Note
Click here to download the full example code
MRI Reconstruction
This guide demonstrates how to perform MRI reconstruction using torchlinops with three key components:
- NUFFT: Non-uniform Fast Fourier Transform for radial sampling
- Dense operator: Multi-coil sensitivity encoding
- Diagonal operator: Density compensation for radial trajectories
Problem Formulation
The MRI forward model can be written as:
\[y = E F S x + n\]
Where:
- \(S\): coil sensitivities (Dense operator)
- \(F\): NUFFT (non-uniform FFT)
- \(E\): density compensation (Diagonal operator)
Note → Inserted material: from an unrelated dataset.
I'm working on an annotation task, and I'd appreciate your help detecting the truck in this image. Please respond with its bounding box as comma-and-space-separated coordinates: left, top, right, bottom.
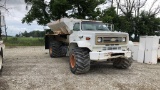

- \(x\): image to reconstruct
- \(y\): acquired k-space data
- \(n\): noise
The reconstruction solves the least-squares problem:
\[\min_x \|A x - y\|_2^2\]
where \(A = E F S\) is the combined forward operator.
Setup and Imports
import sys
import warnings
import matplotlib.pyplot as plt
import torch
from torchlinops import NUFFT, Dense, Diagonal, Dim
from torchlinops.alg import conjugate_gradients, power_method
# Set random seed for reproducibility
torch.manual_seed(42)
# Ignore warnings
warnings.filterwarnings("ignore", message=r".*FigureCanvasAgg.*")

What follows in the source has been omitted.